When the API gateway receives incoming requests, it can translate opaque access tokens to JWT access tokens using the phantom token pattern, and forward JWTs to APIs. MCP servers that call upstream APIs can use OAuth 2.0 token exchange to adjust values like the token audience before forwarding requests. You then get the following end-to-end token flow within your backend cluster.

Implement Business Authorization

The deeper security requirements are usually to restrict or filter access at the resource level. Often, the best place for the main authorization logic is APIs, so that you can use it for multiple API clients.

To authorize correctly, APIs receive JWT access tokens that contain claims like the user identity. JWTs should be short-lived and cryptographically unforgeable, so that it is difficult for an attacker to get hold of one. However, the primary usage of JWTs is to securely deliver claims.

Design scopes to include a set of claims, so that issuance of a scope triggers issuance of the claims. An example access token payload is shown here, which includes custom claims for trader_id, locations, and industries, which an API might use to filter the user’s authorized trading data at the resource level.

{
  "sub": "556c8ae33f8c0ffdd94a5",
  "iss": "https://login.example.com",
  "aud": "mcp.financial.example.com",
  "scope": "openid trades:read",
  "trader_id": 1245,
  "locations": ["USA"],
  "industries": ["oil", "renewables"],
  "exp": 1611674155,
}

The nature of AI agents is likely to increase the need for authorization servers to issue dynamic claims. Both user authentication and user consent can collect runtime values that the authorization server issues to access tokens and which APIs later use for authorization. For example, a user might consent to an AI agent’s level of access but impose runtime conditions like money limits, whose values become claims in access tokens.
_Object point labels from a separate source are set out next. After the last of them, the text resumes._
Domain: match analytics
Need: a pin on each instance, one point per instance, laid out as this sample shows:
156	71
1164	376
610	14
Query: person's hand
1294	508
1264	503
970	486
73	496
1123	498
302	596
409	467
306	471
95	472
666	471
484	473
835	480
Although end-to-end flows use security standards, the lower-level complexity is outsourced from APIs and MCP servers to the authorization server. API developers should be able to use straightforward code to implement authorization. They should be able to use the same code to authorize requests from any client, or impose extra conditions on AI-enabled ones. When APIs are correctly secured, organizations should be able to expose any API to the internet for maximum business value.

Adaptive API Security is AI Ready

Now that you understand how tokens flow between components in an MCP deployment, you should understand how the API gateway and authorization server play important roles. Choose an extensible API gateway that can translate tokens. Use an authorization server that supports the required security standards and gives you control over the scopes and claims in access tokens.

The longer-term business benefit is the ability to quickly adapt security in the future, to cope with new threats and requirements. Standards also enable the best interoperability with business partners, who might want to authenticate their employees with their organizational security policy before using AI agents to call your APIs. The authorization server also helps you to keep your login user experience up-to-date.

You still need to think carefully about threats and mitigations, of course, since AI has considerable potential to identify and exploit APIs that use weak security. With OAuth, you have a toolbox for establishing trust. You can follow API security best practices to enforce least privilege access, to prevent cyber attacks, and minimize the impact of any exploits.